Indicator attached to telegraph message indicating its level of urgency

Message precedence is an indicator attached to a message indicating its level of urgency, and used in the exchange of radiograms in radiotelegraph and radiotelephony procedures. Email header fields can also provide a precedence flag.

== Early telegraphic procedures ==
In the early days of telegraphy and radiotelegraphy, individual countries, and sometimes individual states, sometimes set their own regulations. For example, in the period around 1909, California required that "messages must, if practicable, be transmitted immediately on and in order of receipt; if not practicable, then in the following order:"
1. Messages from public agents of the State or of the United States on public business.
2. Messages for immediate publication in newspapers, and not for any secret use.
3. Message relating to sickness or death.
4. Other messages in the order of filing.

== International regulation ==
Later in the development of telegraphy and radiotelegraphy, message precedence was nominally set by the International Telecommunication Union (ITU). Various ITU Regulations provide for the following priorities:

| Service Indicator | Morse code precedence code | Meaning |
|---|---|---|
| Etat Priorité Nations | S | Telegram to or from the United Nations |
| Etat Priorité | S | Government telegram with priority |
| Etat | F | Government telegram without priority |
| OBS |  | Meteorological telegram |
| Urgent |  | Urgent private telegram |
| A Urgent |  | Urgent service telegram or advice |
| RCT |  | Telegram concerning persons protected in wartime by the Geneva Conventions of 12 August 1949 |
| Presse |  | Press telegram |
| SVH |  | Telegram relating to the safety of life |
| A |  | Ordinary service telegram or advice |
| ADG |  | Service telegram or advice relating to an interruption of communications |

The U.S. Code of Federal Regulations, Title 47, has included the following priorities:
- ETAT PRIORITE
- FLASH EMERGENCY
- IMMEDIATE EMERGENCY
- PRIORITY EMERGENCY
- URGENT
The current U.S. Title 47 specifies these precedence designators for radiograms:

| Federal Government | Domestic public correspondence and international telephone calls |
|---|---|
| Flash | Flash emergency |
| Immediate | Immediate emergency |
| Priority | Priority emergency |
| Routine | (No domestic equivalent) |

== CCEB military precedence ==
The Combined Communications Electronics Board (CCEB), a five-nation joint military communications-electronics organization (consisting of Australia, Canada, New Zealand, the United Kingdom, and the United States), uses the following message precedence designators, in descending order of importance:

- FLASH (Z) is reserved for initial enemy contact messages or operational combat messages of extreme urgency.

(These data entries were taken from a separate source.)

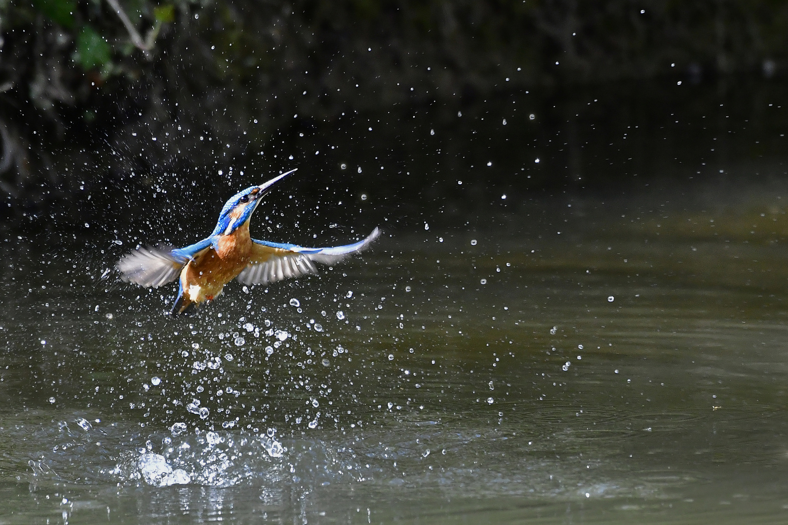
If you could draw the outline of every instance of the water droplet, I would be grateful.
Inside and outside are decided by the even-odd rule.
[[[186,423],[175,423],[173,426],[169,427],[169,431],[173,434],[173,437],[180,435],[186,431]]]

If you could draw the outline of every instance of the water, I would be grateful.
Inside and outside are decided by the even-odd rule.
[[[675,157],[707,161],[701,142]],[[733,176],[593,191],[455,165],[411,197],[359,197],[362,213],[329,206],[341,179],[297,197],[300,215],[281,204],[297,194],[272,194],[269,216],[294,214],[272,240],[306,243],[292,221],[335,213],[315,242],[386,235],[320,276],[234,283],[176,320],[174,290],[106,272],[130,237],[172,226],[126,235],[90,219],[49,246],[9,226],[0,523],[782,522],[782,162],[774,150],[729,159]]]

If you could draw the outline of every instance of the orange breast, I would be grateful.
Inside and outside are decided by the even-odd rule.
[[[243,224],[229,235],[221,235],[216,250],[209,248],[184,268],[180,283],[184,292],[194,290],[191,300],[202,302],[221,293],[225,285],[249,264],[251,238]]]

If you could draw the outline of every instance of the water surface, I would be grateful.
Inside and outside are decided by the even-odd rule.
[[[127,230],[117,212],[110,229],[8,227],[0,523],[781,522],[781,162],[593,192],[455,165],[436,183],[454,193],[403,183],[372,205],[374,184],[340,181],[298,211],[285,188],[253,233],[385,235],[175,320],[174,290],[112,265],[210,217],[179,232],[140,198],[150,218]]]

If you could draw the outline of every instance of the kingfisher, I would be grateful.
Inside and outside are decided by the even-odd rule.
[[[202,303],[217,298],[233,279],[247,285],[269,284],[317,274],[314,263],[333,264],[364,250],[380,236],[380,229],[376,227],[358,242],[329,248],[304,248],[252,238],[249,221],[255,209],[277,183],[296,171],[231,197],[219,213],[216,227],[199,242],[184,248],[139,248],[124,256],[117,264],[122,279],[146,288],[158,288],[179,278],[178,295],[170,314],[190,314]]]

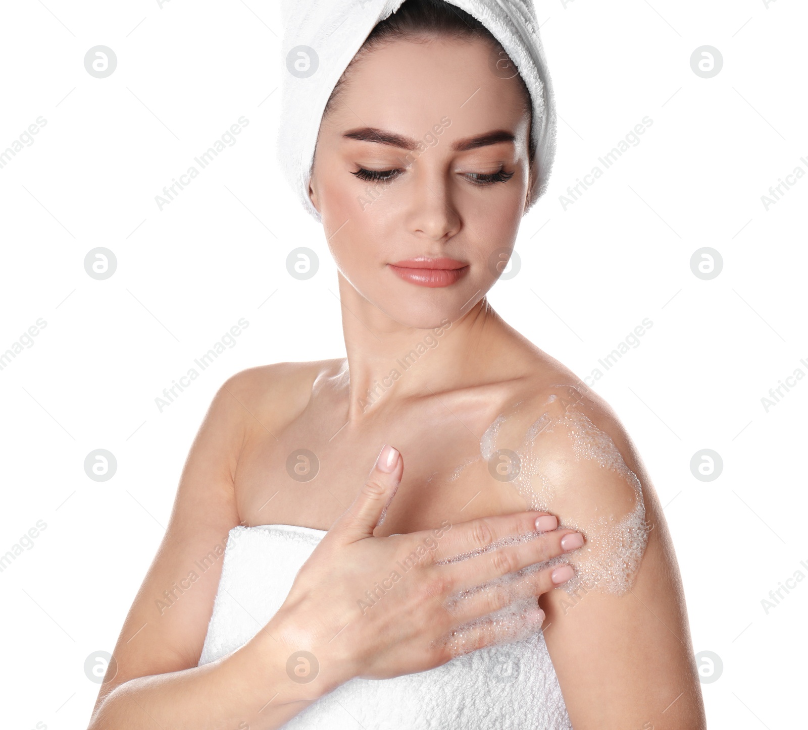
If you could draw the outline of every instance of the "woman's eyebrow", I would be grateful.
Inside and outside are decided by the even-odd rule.
[[[362,127],[359,129],[351,129],[350,132],[346,132],[343,135],[343,138],[359,140],[360,142],[376,142],[379,145],[388,145],[390,147],[398,147],[401,149],[409,150],[415,149],[421,141],[420,140],[414,140],[412,137],[396,134],[393,132],[377,129],[373,127]],[[516,137],[510,132],[507,132],[504,129],[496,129],[493,132],[486,132],[485,134],[457,140],[452,142],[450,149],[452,152],[465,152],[478,147],[496,145],[498,142],[514,142],[515,141]]]

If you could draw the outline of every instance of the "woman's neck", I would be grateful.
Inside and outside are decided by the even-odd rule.
[[[421,329],[392,319],[339,278],[349,422],[408,399],[509,376],[503,355],[515,349],[516,333],[486,297],[454,321],[447,317],[433,329]]]

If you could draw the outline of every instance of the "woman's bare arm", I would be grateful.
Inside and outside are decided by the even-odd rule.
[[[537,519],[544,513],[537,510],[375,537],[403,473],[400,455],[385,447],[380,458],[385,455],[386,467],[374,465],[353,503],[298,571],[275,616],[236,651],[197,666],[225,540],[238,521],[234,472],[244,439],[242,411],[254,413],[257,398],[271,397],[280,419],[293,409],[290,393],[300,390],[276,380],[271,386],[276,399],[249,371],[228,380],[213,399],[183,471],[166,537],[116,646],[116,673],[107,672],[112,676],[102,685],[89,730],[278,728],[353,677],[423,671],[459,651],[505,640],[501,622],[491,619],[465,631],[462,646],[447,637],[510,603],[511,591],[486,593],[457,606],[448,599],[481,580],[567,552],[561,541],[573,531],[539,534]],[[261,425],[280,429],[282,424]],[[527,534],[536,537],[499,545],[502,538]],[[475,554],[451,560],[469,552]],[[411,567],[406,579],[395,582],[395,598],[366,614],[356,597],[402,561]],[[516,594],[535,597],[566,580],[553,579],[553,573],[545,568],[524,577],[515,584]],[[534,605],[524,618],[535,631],[544,614]],[[301,651],[314,655],[319,667],[305,682],[292,676],[293,665],[288,669]]]
[[[542,504],[562,524],[587,535],[587,544],[570,560],[580,573],[580,586],[571,595],[561,587],[539,599],[546,615],[545,640],[570,719],[575,730],[704,728],[681,577],[656,492],[612,409],[594,393],[581,395],[558,388],[542,393],[514,419],[510,436],[505,434],[524,437],[536,418],[549,414],[539,427],[550,426],[539,432],[530,449],[545,476],[534,485],[545,490],[548,500]],[[565,412],[575,415],[562,420]],[[594,574],[592,565],[605,563],[596,559],[587,568],[583,562],[611,554],[600,550],[607,543],[614,548],[619,539],[614,520],[630,514],[638,503],[633,480],[612,469],[608,459],[586,455],[598,453],[604,434],[642,485],[650,531],[633,582],[621,581],[621,560],[612,568],[616,578],[597,584],[587,573]],[[610,518],[612,527],[594,527]],[[587,526],[593,526],[591,532]]]
[[[280,616],[230,655],[197,666],[228,533],[239,522],[234,475],[250,417],[245,404],[256,387],[254,371],[245,371],[213,400],[186,460],[166,535],[124,623],[116,664],[107,671],[114,676],[101,686],[89,730],[152,728],[155,722],[233,730],[247,717],[255,730],[255,716],[261,728],[276,728],[325,690],[317,682],[288,681],[285,661],[292,650],[283,646]]]

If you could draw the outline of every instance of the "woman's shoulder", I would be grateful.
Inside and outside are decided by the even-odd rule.
[[[656,511],[650,476],[614,409],[552,359],[516,384],[487,437],[484,456],[517,455],[520,468],[536,472],[521,481],[574,522],[625,514],[639,495]]]
[[[219,388],[217,399],[240,411],[249,430],[273,430],[288,423],[308,405],[318,384],[339,377],[345,359],[272,363],[239,371]]]

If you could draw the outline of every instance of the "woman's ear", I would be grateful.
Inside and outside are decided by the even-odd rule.
[[[317,199],[317,192],[314,191],[314,187],[311,184],[311,180],[309,181],[309,199],[311,200],[311,204],[314,206],[317,212],[320,212],[320,203]]]

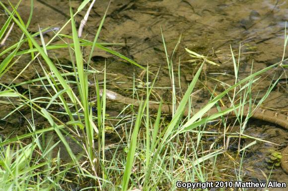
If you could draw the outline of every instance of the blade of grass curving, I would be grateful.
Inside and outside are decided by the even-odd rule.
[[[138,110],[138,114],[137,115],[136,122],[135,122],[134,129],[133,130],[133,133],[132,133],[132,136],[131,136],[131,140],[130,140],[129,150],[126,159],[125,169],[122,178],[121,187],[121,191],[126,191],[127,190],[128,184],[130,179],[130,175],[131,175],[131,171],[132,170],[132,166],[133,166],[134,161],[135,151],[137,147],[137,137],[138,137],[138,132],[141,124],[141,119],[142,119],[143,116],[142,114],[144,112],[143,105],[143,101],[141,101],[139,106],[139,109]]]
[[[152,160],[151,161],[151,163],[150,164],[149,168],[148,168],[147,172],[145,174],[144,180],[144,185],[143,188],[145,188],[147,187],[147,185],[149,184],[149,179],[150,177],[150,175],[151,174],[151,170],[154,166],[154,163],[156,161],[157,157],[158,157],[158,155],[159,153],[162,151],[163,147],[164,147],[165,144],[167,143],[166,141],[168,139],[169,137],[170,136],[171,134],[172,133],[174,128],[176,127],[177,123],[178,122],[179,120],[180,119],[180,117],[184,111],[184,110],[185,108],[185,105],[187,104],[187,102],[188,100],[188,99],[190,96],[191,93],[192,92],[196,82],[198,80],[198,78],[200,75],[201,71],[202,70],[202,68],[203,67],[204,64],[204,62],[202,62],[200,67],[198,69],[197,72],[195,74],[193,80],[191,82],[191,83],[188,87],[186,92],[185,93],[182,99],[181,100],[179,106],[177,108],[177,110],[175,112],[175,115],[174,117],[172,118],[171,122],[167,126],[167,127],[165,128],[165,129],[163,131],[163,133],[162,134],[163,135],[163,137],[162,136],[159,136],[159,138],[158,139],[157,142],[161,142],[159,144],[159,146],[158,148],[155,152],[155,154]]]
[[[8,9],[4,5],[4,4],[0,1],[0,4],[4,8],[4,9],[8,12],[9,15],[11,15],[11,12],[8,10]],[[15,12],[16,14],[17,14],[17,12],[16,10],[15,10]],[[58,80],[60,82],[61,85],[63,87],[64,89],[67,89],[67,94],[69,96],[70,99],[72,101],[72,102],[75,102],[75,97],[74,96],[74,94],[72,93],[72,91],[71,90],[69,86],[67,85],[66,82],[64,80],[64,79],[61,76],[59,71],[57,70],[57,68],[55,67],[55,65],[53,64],[52,61],[49,58],[49,57],[46,54],[45,52],[43,51],[43,49],[40,47],[40,46],[37,44],[36,41],[33,38],[30,33],[28,32],[27,29],[26,29],[25,25],[22,25],[21,22],[18,20],[15,17],[15,16],[12,15],[13,20],[14,22],[19,26],[20,29],[23,31],[23,32],[25,34],[26,37],[31,41],[34,46],[37,49],[43,59],[45,60],[51,70],[54,73],[55,75],[57,76]]]
[[[75,22],[71,6],[70,6],[70,16],[71,17],[73,42],[74,45],[74,50],[76,57],[76,65],[77,66],[77,71],[78,72],[78,76],[76,76],[76,77],[79,79],[78,92],[83,107],[86,133],[87,134],[86,149],[88,151],[88,157],[91,159],[94,158],[94,152],[93,152],[94,139],[93,129],[89,119],[90,115],[89,114],[90,110],[89,109],[89,101],[88,100],[87,75],[84,70],[82,52],[80,49],[79,38],[76,26],[75,26]],[[92,162],[93,159],[90,160]]]
[[[251,79],[254,78],[255,76],[258,76],[265,72],[267,71],[268,70],[275,67],[278,65],[281,62],[278,62],[276,64],[273,64],[270,66],[266,67],[262,70],[261,70],[258,72],[256,72],[253,74],[252,75],[247,77],[246,78],[244,78],[244,79],[241,80],[239,82],[236,84],[235,84],[233,86],[231,86],[227,90],[224,91],[224,92],[222,92],[221,94],[217,95],[213,99],[210,101],[206,105],[205,105],[202,109],[201,109],[199,112],[197,113],[194,114],[194,115],[191,117],[191,118],[185,124],[184,124],[182,128],[186,128],[187,127],[189,127],[190,125],[192,125],[194,122],[195,122],[197,119],[201,118],[203,115],[204,115],[206,112],[207,112],[215,104],[216,102],[217,102],[219,99],[222,98],[224,96],[225,96],[229,91],[231,90],[233,90],[234,88],[236,88],[236,87],[238,86],[239,85],[242,84],[245,82],[246,82],[248,80],[249,80]]]
[[[98,40],[98,37],[99,37],[99,35],[100,34],[100,32],[101,31],[101,29],[102,29],[102,26],[104,23],[104,21],[106,18],[106,15],[107,14],[109,5],[111,3],[111,0],[109,1],[109,2],[107,5],[107,7],[106,9],[106,11],[105,11],[105,13],[104,14],[104,16],[101,20],[101,22],[100,23],[100,25],[99,25],[99,27],[98,28],[98,30],[97,30],[97,33],[96,33],[96,35],[95,36],[95,38],[94,38],[94,41],[93,42],[93,45],[92,46],[92,48],[91,48],[91,51],[90,52],[90,55],[89,55],[89,58],[88,59],[87,64],[89,66],[90,65],[90,62],[91,61],[91,58],[92,58],[92,55],[93,52],[94,52],[94,49],[95,49],[95,47],[96,45],[96,43],[97,42],[97,40]],[[87,67],[88,68],[88,67]]]

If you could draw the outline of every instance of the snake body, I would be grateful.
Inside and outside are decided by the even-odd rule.
[[[100,94],[102,96],[103,93],[103,90],[100,90]],[[125,104],[133,104],[134,105],[138,105],[139,104],[139,101],[136,99],[132,99],[131,98],[123,96],[114,92],[106,90],[106,98],[113,100],[115,101],[120,102]],[[149,107],[153,110],[158,110],[159,108],[159,104],[151,102],[149,103]],[[221,110],[224,110],[228,108],[226,106],[220,107]],[[171,106],[163,104],[162,105],[161,111],[165,113],[171,113],[172,109]],[[249,113],[249,107],[244,106],[243,109],[243,115],[247,116]],[[187,116],[189,112],[189,109],[186,108],[184,112],[185,116]],[[199,109],[195,109],[193,110],[194,113],[196,113],[200,111]],[[216,108],[214,108],[210,109],[209,113],[205,114],[203,117],[206,117],[209,115],[212,115],[217,113],[219,110]],[[231,112],[232,115],[235,115],[234,112]],[[280,125],[284,128],[287,130],[288,130],[288,116],[284,115],[281,113],[279,113],[275,111],[273,111],[269,110],[263,109],[261,108],[258,108],[253,110],[251,117],[260,119],[263,121],[267,121],[270,123],[274,123],[275,124]],[[284,171],[288,174],[288,146],[286,147],[282,152],[282,158],[281,159],[281,166]]]

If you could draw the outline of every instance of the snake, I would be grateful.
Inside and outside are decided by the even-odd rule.
[[[100,90],[100,95],[103,95],[103,90]],[[126,104],[133,104],[135,106],[139,106],[140,101],[137,99],[132,99],[122,96],[116,92],[109,90],[106,90],[106,98],[113,101],[121,102]],[[155,102],[149,102],[149,107],[152,110],[158,110],[159,104]],[[220,107],[220,109],[222,111],[227,109],[229,107],[227,106]],[[193,112],[197,113],[200,110],[200,109],[194,109]],[[251,108],[249,106],[244,106],[243,115],[245,116],[250,114]],[[171,113],[172,111],[171,106],[168,104],[162,104],[161,111],[165,113]],[[184,111],[183,115],[187,116],[189,112],[192,111],[191,109],[186,108]],[[207,117],[209,115],[212,115],[217,113],[219,112],[218,108],[213,108],[210,109],[209,113],[205,114],[203,117]],[[232,115],[235,115],[234,112],[231,112]],[[260,119],[262,121],[267,121],[274,123],[283,127],[284,129],[288,130],[288,113],[287,115],[278,113],[277,111],[264,109],[261,107],[258,107],[253,110],[252,113],[252,118]],[[282,158],[281,159],[281,167],[284,171],[288,174],[288,146],[287,146],[282,152]]]

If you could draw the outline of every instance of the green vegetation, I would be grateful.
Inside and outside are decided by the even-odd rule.
[[[240,157],[244,155],[245,149],[255,144],[256,141],[262,141],[244,134],[249,117],[245,118],[241,112],[245,104],[251,105],[254,103],[251,98],[251,87],[258,80],[257,78],[282,62],[251,73],[240,80],[238,77],[239,60],[238,62],[236,61],[231,49],[235,84],[216,96],[212,96],[209,103],[193,116],[184,117],[183,111],[187,105],[191,104],[191,95],[199,81],[207,57],[200,54],[197,56],[203,59],[203,62],[181,99],[178,100],[180,103],[176,104],[175,86],[177,82],[175,81],[176,75],[172,61],[174,51],[170,57],[162,35],[172,85],[173,100],[171,103],[173,109],[170,119],[161,114],[161,106],[154,115],[155,112],[149,109],[148,103],[158,74],[152,74],[148,68],[145,68],[110,48],[116,44],[98,43],[106,13],[93,42],[78,38],[74,16],[88,1],[83,1],[75,13],[70,10],[71,20],[46,44],[42,34],[47,29],[30,34],[27,30],[30,20],[24,23],[17,11],[19,3],[15,6],[10,4],[13,11],[10,11],[0,1],[0,5],[9,15],[0,31],[0,40],[12,22],[15,23],[23,33],[18,42],[1,50],[0,56],[4,58],[0,63],[0,77],[8,72],[17,62],[20,62],[21,56],[27,54],[31,55],[31,60],[25,64],[38,62],[42,69],[42,71],[38,71],[38,77],[33,80],[8,85],[0,84],[0,97],[9,98],[10,102],[5,104],[14,106],[14,109],[1,119],[13,116],[23,109],[30,111],[32,119],[25,119],[29,124],[26,127],[28,133],[17,135],[16,132],[11,132],[10,135],[0,137],[0,190],[72,190],[74,189],[73,187],[82,190],[176,190],[178,180],[205,182],[228,178],[220,174],[216,163],[222,154],[228,154],[229,151],[224,146],[218,146],[216,143],[207,146],[205,137],[217,134],[223,136],[224,139],[235,137],[254,139],[255,141],[241,148],[241,155],[238,156]],[[33,1],[31,2],[33,6]],[[61,34],[63,27],[69,24],[72,25],[72,36]],[[39,34],[41,44],[35,39]],[[53,40],[57,37],[62,39],[63,44],[52,44]],[[287,43],[286,37],[285,45]],[[178,45],[174,48],[175,51]],[[90,55],[85,61],[81,52],[83,47],[91,47]],[[23,50],[23,47],[27,49]],[[72,66],[69,70],[66,69],[67,66],[56,64],[47,54],[50,50],[60,48],[67,48],[70,53]],[[106,65],[104,64],[101,72],[90,67],[95,48],[105,50],[135,67],[140,67],[145,72],[147,79],[149,77],[153,79],[150,83],[147,82],[143,87],[139,88],[146,94],[144,98],[140,100],[139,107],[131,104],[119,112],[131,109],[132,112],[129,115],[115,118],[106,115]],[[197,53],[194,53],[195,57]],[[26,68],[24,67],[22,72]],[[180,70],[178,72],[180,76]],[[89,80],[91,79],[88,80],[88,76],[91,75],[95,85],[89,84]],[[100,75],[104,79],[101,83],[98,80]],[[258,102],[258,106],[276,83],[277,81],[271,83],[266,95]],[[35,97],[32,96],[33,92],[20,93],[18,91],[21,86],[35,85],[45,94]],[[102,96],[100,96],[100,89],[103,90]],[[138,89],[136,86],[133,87],[135,96]],[[91,90],[96,95],[91,95]],[[229,97],[232,105],[231,108],[203,117],[211,108],[218,107],[220,99],[231,92],[233,92],[233,96]],[[91,101],[90,98],[95,96],[96,99]],[[162,100],[160,102],[161,104]],[[97,107],[96,112],[93,111],[94,107]],[[226,127],[223,116],[233,110],[239,111],[236,112],[238,114],[236,118],[242,125],[240,132],[229,133],[224,129],[224,133],[220,133],[208,129],[207,125],[210,121],[221,117],[223,126]],[[45,119],[44,122],[38,124],[35,115]],[[111,119],[117,123],[113,125],[106,123]],[[124,130],[124,136],[117,131],[119,127]],[[107,136],[111,133],[118,137],[120,140],[118,143],[107,143],[109,141]],[[60,149],[58,148],[60,145],[62,145]],[[80,148],[79,152],[73,151],[71,147],[74,145]],[[63,149],[69,155],[70,159],[68,161],[64,161],[60,157]],[[234,166],[232,167],[235,169],[233,175],[235,180],[242,179],[241,166],[241,162],[238,164],[235,162]]]

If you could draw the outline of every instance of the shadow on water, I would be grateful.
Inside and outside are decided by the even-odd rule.
[[[29,1],[23,1],[18,8],[24,21],[29,17]],[[72,1],[73,8],[76,9],[80,2],[81,1]],[[84,27],[83,37],[93,40],[108,2],[107,0],[98,1],[97,6],[94,6]],[[29,31],[36,32],[38,25],[43,28],[62,26],[70,17],[69,6],[67,1],[49,0],[49,2],[35,1],[33,16],[28,29]],[[80,21],[80,16],[84,15],[85,11],[77,16],[76,19],[77,22]],[[108,10],[99,41],[125,44],[113,47],[113,49],[144,66],[148,63],[149,69],[153,73],[156,73],[161,65],[162,69],[157,79],[156,87],[167,88],[156,89],[157,93],[167,101],[171,100],[169,88],[171,83],[168,67],[166,66],[160,27],[169,53],[172,52],[179,36],[182,35],[181,43],[174,55],[174,72],[175,74],[178,72],[181,74],[180,79],[178,75],[175,75],[175,81],[180,82],[181,88],[186,90],[196,72],[196,67],[201,61],[188,61],[191,58],[185,50],[186,48],[200,54],[208,55],[209,59],[219,64],[216,66],[206,64],[201,78],[207,86],[213,89],[216,84],[215,79],[228,84],[232,84],[235,80],[231,78],[234,72],[231,60],[230,46],[233,50],[238,50],[241,43],[239,72],[241,78],[250,74],[252,58],[254,71],[280,61],[283,52],[287,15],[288,3],[285,0],[240,2],[202,0],[114,0]],[[2,24],[6,16],[2,10],[0,17],[2,18],[0,19],[0,24]],[[71,27],[68,26],[63,33],[71,34]],[[20,34],[21,32],[15,29],[7,40],[7,46],[14,43]],[[49,39],[52,35],[47,33],[45,40]],[[40,40],[38,39],[38,41]],[[62,42],[58,39],[54,43]],[[234,52],[237,56],[237,51]],[[89,49],[84,48],[83,51],[85,57],[87,57]],[[55,60],[57,57],[60,62],[63,61],[68,65],[71,64],[69,53],[67,50],[51,51],[49,56]],[[178,66],[179,57],[181,57],[179,63],[180,71],[178,71]],[[29,62],[29,58],[28,56],[27,57],[23,56],[19,59],[11,71],[1,78],[1,83],[9,84],[23,69],[25,64]],[[92,66],[102,70],[106,59],[108,89],[131,88],[134,74],[139,79],[145,80],[141,75],[142,71],[139,68],[131,67],[130,64],[99,50],[93,54]],[[33,63],[14,83],[37,78],[36,70],[42,71],[40,68],[37,63]],[[261,83],[254,88],[252,96],[261,97],[264,93],[263,90],[269,87],[271,81],[284,73],[282,80],[284,82],[279,83],[263,106],[283,111],[288,110],[286,72],[287,70],[281,68],[266,74]],[[197,86],[200,91],[195,95],[193,101],[196,107],[200,107],[207,103],[210,96],[207,90],[202,89],[202,85]],[[181,96],[178,88],[177,84],[178,96]],[[28,87],[23,86],[18,88],[20,92],[25,92]],[[221,86],[218,86],[217,90],[220,92],[223,89]],[[35,90],[33,96],[39,96],[37,94],[40,92]],[[124,91],[123,94],[129,95],[130,93]],[[1,106],[2,107],[4,106]],[[5,105],[5,110],[0,111],[1,118],[7,112],[14,109],[14,107],[7,105]],[[21,117],[21,115],[13,117],[16,121],[20,120]],[[13,123],[16,123],[16,121]],[[3,122],[1,123],[1,126],[4,127]],[[21,124],[20,126],[23,127]],[[244,176],[247,180],[265,181],[259,169],[266,174],[269,173],[270,170],[266,168],[269,165],[264,162],[269,154],[267,151],[270,148],[277,150],[287,143],[288,132],[279,127],[258,121],[255,123],[251,121],[249,123],[246,134],[269,140],[280,146],[261,143],[250,148],[251,150],[247,152],[243,166]],[[229,163],[228,158],[223,159]],[[279,168],[276,168],[272,173],[271,179],[288,183],[288,176]]]

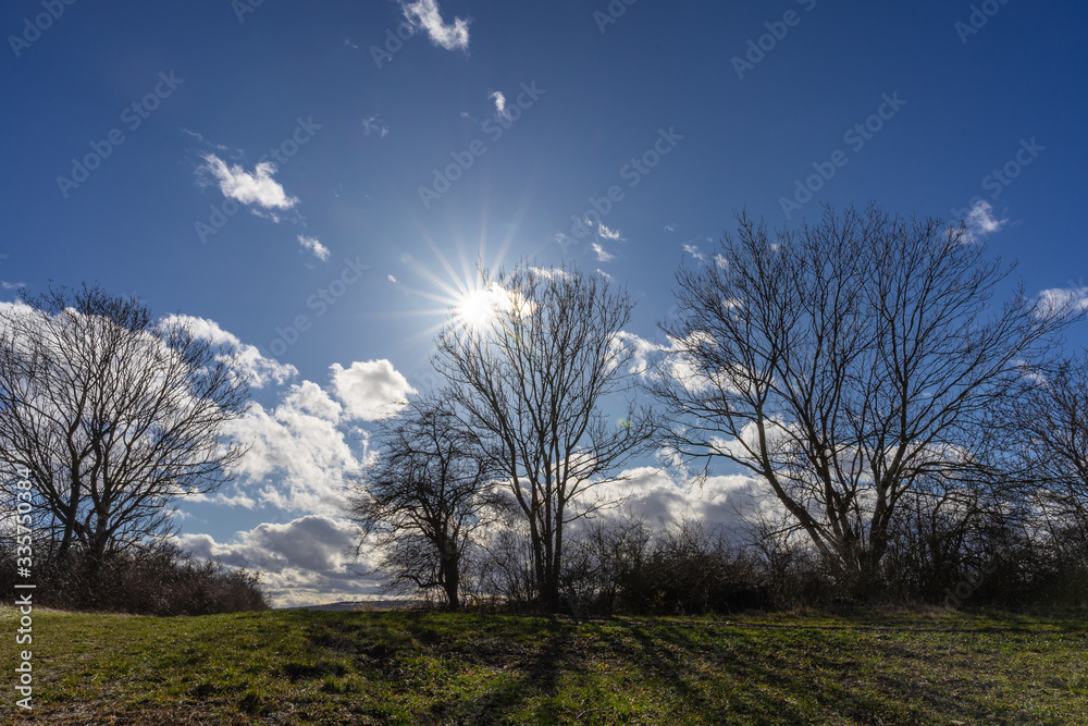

Brevity is mandatory. FLASH messages are to be handled as fast as humanly possible, ahead of all other messages, with in-station handling time not to exceed 10 minutes. Messages of lower precedence are interrupted on all circuits involved until the handling of the FLASH message is completed.
- IMMEDIATE (O) is reserved for messages relating to situations gravely affecting the security of the nation. It requires immediate delivery. Examples include reports of widespread civil disturbance, reports or warning of grave natural disaster, and requests for or directions concerning search and rescue operations. IMMEDIATE messages are processed, transmitted, and delivered in the order received and ahead of all messages of lower precedence. They are to be handled as quickly as possible, with in-station handling time not to exceed 30 minutes. Messages of lower precedence should be interrupted on all circuits involved until the handling of the IMMEDIATE message is completed. The use of the letter "O" comes from the original name for this level, "operational immediate".
- PRIORITY (P) is reserved for all traffic requiring expeditious action by the addressee or for conducting operations in progress when ROUTINE precedence will not suffice. PRIORITY precedence messages are processed, transmitted, and delivered in the order received and ahead of all messages of ROUTINE precedence. Examples include requests for supplies or equipment during the conduct of an operation, time-critical items requiring quick response, and situation reports. They are to be handled as quickly as possible, with in-station handling time not to exceed 3 hours.
- ROUTINE (R) is used for all types of message traffic justifying transmission by rapid means, but not of sufficient urgency to require higher precedence. ROUTINE precedence messages are delivered in the order received and after all messages of higher precedence. Examples include any message that requires the documentation of its transmission or delivery; messages concerning normal operations, programs, or projects; and periodic or consolidated reports. They should be handled as soon as traffic flow allows, but no later than the beginning of the next duty day.
- Flash Override (Y): The National Command Authority (usually the President of the United States) has access to a FLASH OVERRIDE (FO) capability. FO is not a precedence, but instead represents the authority and means to override all other traffic, including FLASH precedence messages. In written message traffic, the proword 'Y' is used to indicate a message having the authority to override all other traffic and is usually assigned to Emergency Action Messages (EAM).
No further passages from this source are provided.